Serviceguard Network Manager: Inbound Failure Detection, March 2007
Figure 1. Typical network configuration for a two-node cluster
The default method has been the only method of network failure detection (INOUT) provided by
Serviceguard before version A.11.16. With this default method, Serviceguard will mark a NIC as
failed only if both inbound and outbound statistics of a NIC stop incrementing for a set amount of
time, which guards against transient failures.. With this default method, Serviceguard will not mark
the NIC bad if only inbound statistics stop incrementing, or if only outbound statistics stop
incrementing.
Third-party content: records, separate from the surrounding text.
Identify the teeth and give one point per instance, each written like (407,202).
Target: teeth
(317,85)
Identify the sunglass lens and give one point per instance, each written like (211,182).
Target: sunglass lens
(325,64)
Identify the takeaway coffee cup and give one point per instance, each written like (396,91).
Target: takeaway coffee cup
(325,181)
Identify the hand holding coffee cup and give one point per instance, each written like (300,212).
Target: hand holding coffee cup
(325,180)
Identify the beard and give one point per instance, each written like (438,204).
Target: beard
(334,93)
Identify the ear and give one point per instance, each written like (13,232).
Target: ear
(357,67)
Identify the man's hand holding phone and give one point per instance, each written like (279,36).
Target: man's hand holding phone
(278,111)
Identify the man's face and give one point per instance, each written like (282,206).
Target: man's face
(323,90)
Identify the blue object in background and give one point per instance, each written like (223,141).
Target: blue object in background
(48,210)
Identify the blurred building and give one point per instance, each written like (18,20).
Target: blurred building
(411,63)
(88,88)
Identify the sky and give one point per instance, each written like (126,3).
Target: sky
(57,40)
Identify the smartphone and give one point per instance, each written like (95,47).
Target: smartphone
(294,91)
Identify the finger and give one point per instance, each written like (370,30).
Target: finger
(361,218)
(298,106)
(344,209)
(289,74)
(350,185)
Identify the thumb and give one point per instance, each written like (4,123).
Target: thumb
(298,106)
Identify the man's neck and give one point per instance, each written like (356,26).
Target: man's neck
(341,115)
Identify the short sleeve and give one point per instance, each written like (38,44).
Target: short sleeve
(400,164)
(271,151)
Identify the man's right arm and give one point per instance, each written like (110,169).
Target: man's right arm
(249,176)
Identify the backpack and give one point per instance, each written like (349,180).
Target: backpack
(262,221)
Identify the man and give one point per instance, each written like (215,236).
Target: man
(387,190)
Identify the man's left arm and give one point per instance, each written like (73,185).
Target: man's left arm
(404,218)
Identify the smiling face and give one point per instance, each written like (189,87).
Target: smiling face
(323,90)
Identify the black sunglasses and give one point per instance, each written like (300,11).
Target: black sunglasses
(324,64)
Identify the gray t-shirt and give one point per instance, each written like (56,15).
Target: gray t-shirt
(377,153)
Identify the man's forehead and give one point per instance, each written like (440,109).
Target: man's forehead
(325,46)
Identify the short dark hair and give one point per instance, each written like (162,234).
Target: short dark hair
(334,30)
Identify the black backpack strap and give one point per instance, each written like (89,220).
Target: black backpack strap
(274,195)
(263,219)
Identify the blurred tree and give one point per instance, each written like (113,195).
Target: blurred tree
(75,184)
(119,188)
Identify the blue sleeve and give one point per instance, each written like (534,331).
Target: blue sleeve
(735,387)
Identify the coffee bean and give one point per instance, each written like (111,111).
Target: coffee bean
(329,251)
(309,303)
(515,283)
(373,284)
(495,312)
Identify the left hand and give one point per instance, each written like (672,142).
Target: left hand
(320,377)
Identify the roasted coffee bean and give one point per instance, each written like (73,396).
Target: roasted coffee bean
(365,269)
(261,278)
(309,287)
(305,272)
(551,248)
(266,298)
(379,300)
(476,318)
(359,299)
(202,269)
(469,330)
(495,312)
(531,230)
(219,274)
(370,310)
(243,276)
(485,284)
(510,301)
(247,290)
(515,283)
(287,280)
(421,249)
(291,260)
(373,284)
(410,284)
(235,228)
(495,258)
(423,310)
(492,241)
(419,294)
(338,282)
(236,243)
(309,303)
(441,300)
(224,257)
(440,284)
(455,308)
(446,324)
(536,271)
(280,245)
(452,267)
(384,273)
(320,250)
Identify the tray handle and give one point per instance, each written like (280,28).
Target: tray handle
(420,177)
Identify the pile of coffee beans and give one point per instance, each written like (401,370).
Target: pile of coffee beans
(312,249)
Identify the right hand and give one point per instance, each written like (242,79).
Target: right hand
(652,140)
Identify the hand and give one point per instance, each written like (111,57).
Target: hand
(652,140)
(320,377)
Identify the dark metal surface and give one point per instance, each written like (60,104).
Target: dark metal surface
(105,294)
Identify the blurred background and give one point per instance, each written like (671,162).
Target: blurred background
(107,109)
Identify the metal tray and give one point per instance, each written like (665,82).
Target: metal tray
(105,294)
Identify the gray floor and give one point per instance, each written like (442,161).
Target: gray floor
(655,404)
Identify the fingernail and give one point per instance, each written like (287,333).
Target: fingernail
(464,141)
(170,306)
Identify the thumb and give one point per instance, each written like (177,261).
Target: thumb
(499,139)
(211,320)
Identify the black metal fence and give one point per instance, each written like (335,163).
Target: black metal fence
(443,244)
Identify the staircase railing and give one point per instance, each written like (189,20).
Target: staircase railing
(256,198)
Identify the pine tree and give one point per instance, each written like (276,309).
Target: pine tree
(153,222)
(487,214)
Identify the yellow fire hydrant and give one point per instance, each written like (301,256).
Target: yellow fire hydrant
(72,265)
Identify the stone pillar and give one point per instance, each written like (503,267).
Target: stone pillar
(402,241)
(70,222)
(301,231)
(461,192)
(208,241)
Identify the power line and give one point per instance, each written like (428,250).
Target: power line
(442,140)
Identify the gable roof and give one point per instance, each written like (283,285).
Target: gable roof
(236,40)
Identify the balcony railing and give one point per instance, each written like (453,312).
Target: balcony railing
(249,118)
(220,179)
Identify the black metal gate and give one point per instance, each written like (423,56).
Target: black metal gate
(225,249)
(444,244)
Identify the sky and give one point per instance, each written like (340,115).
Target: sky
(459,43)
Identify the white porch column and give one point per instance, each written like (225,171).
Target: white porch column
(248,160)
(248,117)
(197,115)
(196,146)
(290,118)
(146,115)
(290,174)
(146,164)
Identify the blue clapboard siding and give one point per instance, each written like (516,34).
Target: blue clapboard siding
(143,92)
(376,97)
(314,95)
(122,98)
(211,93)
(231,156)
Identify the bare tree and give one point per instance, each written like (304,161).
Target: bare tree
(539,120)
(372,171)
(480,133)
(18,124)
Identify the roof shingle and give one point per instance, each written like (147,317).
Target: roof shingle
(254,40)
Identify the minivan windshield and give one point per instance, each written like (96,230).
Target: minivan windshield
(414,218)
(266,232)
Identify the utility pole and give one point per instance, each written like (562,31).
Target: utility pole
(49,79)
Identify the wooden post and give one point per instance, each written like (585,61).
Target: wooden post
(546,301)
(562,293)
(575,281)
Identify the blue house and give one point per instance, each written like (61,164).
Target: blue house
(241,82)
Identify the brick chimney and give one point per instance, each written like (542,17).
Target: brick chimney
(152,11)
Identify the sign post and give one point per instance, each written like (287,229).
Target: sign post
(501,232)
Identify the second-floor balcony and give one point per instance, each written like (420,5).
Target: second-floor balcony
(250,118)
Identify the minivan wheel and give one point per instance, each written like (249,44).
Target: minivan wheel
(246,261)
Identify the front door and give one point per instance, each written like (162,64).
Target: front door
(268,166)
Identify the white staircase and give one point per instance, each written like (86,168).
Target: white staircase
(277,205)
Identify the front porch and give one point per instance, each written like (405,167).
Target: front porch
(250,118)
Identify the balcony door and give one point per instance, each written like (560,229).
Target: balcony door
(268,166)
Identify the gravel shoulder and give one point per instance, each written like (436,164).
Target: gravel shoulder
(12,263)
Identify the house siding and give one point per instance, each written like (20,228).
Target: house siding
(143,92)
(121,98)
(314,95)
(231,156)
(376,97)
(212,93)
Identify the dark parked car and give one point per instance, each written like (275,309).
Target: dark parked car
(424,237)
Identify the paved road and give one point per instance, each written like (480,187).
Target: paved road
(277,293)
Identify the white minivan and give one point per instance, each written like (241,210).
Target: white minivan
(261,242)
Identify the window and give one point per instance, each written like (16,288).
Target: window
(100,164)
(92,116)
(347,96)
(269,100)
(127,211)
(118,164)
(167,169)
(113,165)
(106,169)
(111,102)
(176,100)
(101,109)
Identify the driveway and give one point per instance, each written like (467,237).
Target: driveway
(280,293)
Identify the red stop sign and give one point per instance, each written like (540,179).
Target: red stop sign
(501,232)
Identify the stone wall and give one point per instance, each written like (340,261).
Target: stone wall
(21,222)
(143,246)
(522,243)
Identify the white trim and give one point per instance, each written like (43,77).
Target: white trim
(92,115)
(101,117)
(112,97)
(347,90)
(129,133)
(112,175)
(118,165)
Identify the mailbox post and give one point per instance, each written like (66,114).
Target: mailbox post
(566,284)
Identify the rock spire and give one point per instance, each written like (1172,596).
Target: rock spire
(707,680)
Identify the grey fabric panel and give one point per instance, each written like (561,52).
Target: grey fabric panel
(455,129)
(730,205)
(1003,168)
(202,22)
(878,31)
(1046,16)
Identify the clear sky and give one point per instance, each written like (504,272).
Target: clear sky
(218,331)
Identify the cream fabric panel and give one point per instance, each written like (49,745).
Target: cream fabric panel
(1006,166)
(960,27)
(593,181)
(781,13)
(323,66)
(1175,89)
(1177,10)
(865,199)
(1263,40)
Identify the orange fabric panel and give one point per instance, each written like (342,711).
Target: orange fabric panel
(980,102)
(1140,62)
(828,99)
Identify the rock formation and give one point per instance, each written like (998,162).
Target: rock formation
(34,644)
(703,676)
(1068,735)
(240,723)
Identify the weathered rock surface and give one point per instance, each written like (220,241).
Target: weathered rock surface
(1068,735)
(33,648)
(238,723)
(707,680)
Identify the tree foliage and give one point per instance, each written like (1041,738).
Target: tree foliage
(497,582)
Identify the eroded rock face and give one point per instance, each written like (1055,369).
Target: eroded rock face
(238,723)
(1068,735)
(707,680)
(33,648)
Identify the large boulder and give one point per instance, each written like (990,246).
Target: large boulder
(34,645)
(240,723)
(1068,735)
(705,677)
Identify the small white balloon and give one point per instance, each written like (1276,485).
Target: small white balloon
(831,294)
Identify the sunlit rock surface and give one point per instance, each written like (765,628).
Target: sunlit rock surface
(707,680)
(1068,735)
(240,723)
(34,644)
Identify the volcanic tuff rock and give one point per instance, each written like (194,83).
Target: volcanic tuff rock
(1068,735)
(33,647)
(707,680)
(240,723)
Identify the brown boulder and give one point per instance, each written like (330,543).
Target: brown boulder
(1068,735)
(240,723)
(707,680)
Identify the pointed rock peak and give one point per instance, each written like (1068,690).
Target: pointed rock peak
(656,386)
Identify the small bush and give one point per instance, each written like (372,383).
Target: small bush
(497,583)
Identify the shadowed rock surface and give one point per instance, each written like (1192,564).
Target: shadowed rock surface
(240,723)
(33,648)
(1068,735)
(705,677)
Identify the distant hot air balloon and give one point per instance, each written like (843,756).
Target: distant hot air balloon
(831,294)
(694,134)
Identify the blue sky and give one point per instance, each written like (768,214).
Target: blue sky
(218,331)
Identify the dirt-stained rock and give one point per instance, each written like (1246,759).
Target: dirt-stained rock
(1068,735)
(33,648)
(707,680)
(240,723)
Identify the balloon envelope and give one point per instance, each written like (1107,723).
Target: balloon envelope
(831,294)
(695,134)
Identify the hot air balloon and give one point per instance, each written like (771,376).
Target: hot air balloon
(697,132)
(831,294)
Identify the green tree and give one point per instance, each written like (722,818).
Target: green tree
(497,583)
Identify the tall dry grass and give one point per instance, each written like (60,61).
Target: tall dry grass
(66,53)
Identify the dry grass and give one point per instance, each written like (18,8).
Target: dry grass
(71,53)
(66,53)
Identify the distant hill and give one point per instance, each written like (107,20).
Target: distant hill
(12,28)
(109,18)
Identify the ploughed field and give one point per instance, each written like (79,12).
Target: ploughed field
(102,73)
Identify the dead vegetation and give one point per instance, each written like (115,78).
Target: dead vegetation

However, if a NIC fails to send and its outbound statistics stop increasing, Serviceguard
Network Manager will usually receive an error notification from the driver and immediately mark the
NIC as failed.
Inbound failure detection enhancement
A new enhanced method of failure detection was introduced in Serviceguard A.11.16 to manage
inbound-only failures.
Why the enhancement was made
An application could hang when a NIC does not receive but continues to send and expect the
situation to be resolved by a local LAN failover. However, as described in the previous section, the
design of Serviceguard Network Manager before version A.11.16 required both inbound and
outbound message counts to stop incrementing before it would declare a NIC failed. A NIC was not
declared failed if only its inbound message count stopped increasing, because there was no way to
tell why the NIC stopped receiving. Some reasons why the message count stopped: the cascaded
cable could have been broken (see Figure 3); there was a problem with the logic inside the switch; or
there was a problem with the NIC itself.
In response to customer requests, Serviceguard enhanced the failure detection mechanism so the NIC
would be declared failed in situations where only inbound message counts stop incrementing. The
new setting of INONLY_OR_INOUT requires thorough evaluation of the cluster environment to ensure
no single point of failure causes unnecessary failover situations, which are documented later in this
paper.
3